In SQL, what's the difference between count(column) and count(*)?
Within the scope of SQL, COUNT(column) notches up non-null entries of a specified column, whereas COUNT(*) tallies all rows, with negligent regard to duplicates and nulls.
COUNT(*) welcomes every record to the counting party, including duplicates and aimless null-containing rows, while COUNT(column) tactfully leaves out null values.
Precision vs Generality: Choose Wisely
Chasing precision with count(column)
COUNT(column) curates exclusive counts of non-null column values, avoiding the extra sprinkling of NULL values. It comes in handy when:
- You are playing detective, identifying non-NULL duplicates:
SELECT column_name FROM table WHERE COUNT(column_name) > 1 - Counting unique non-NULL values only:
SELECT COUNT(DISTINCT column_name) FROM table
Pursuing speed with count(*)
COUNT(*) leaps over individual row data, making use of table indexes for an impressive speed boost. It's the go-to when:
- Determining the dataset size
- Conducting data integrity checks (Is everything still intact after that data import?)
Wrestling with NULL
If you have a users table where the email column may contain NULL values:
COUNT(email) delivers the count of users who provided an email, while COUNT(*) sweeps up all users. No email? No problem for COUNT(*).
Counting without hiccups
Swapping COUNT(column_name) with COUNT(*) in a query designed to filter duplicates or specific criteria can play tricks on your query logic, nudging you towards misleading results.

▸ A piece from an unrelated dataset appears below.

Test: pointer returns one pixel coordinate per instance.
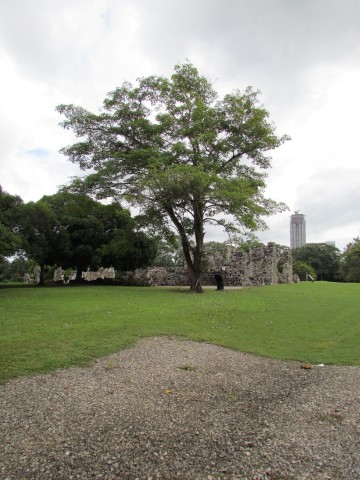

Nifty Tricks & Treats in Count-Land
Vanishing act with empty datasets
Performing a count on an empty set? Watch the null vanish:
Both return 0, as the WHERE clause cleverly filters out all partygoers.
Counting amidst Change
Transactional databases could be writing (INSERT) or erasing (DELETE) records as you count. Here, COUNT(*) snaps a headcount at that moment, whereas COUNT(column) may miss the latecomers and early leavers.
Index-induced Speed
Lacking a proper index, COUNT(column_name) may get a tad sluggish with full table scans, while COUNT(*) can zip through using optimized shortcuts through indexes.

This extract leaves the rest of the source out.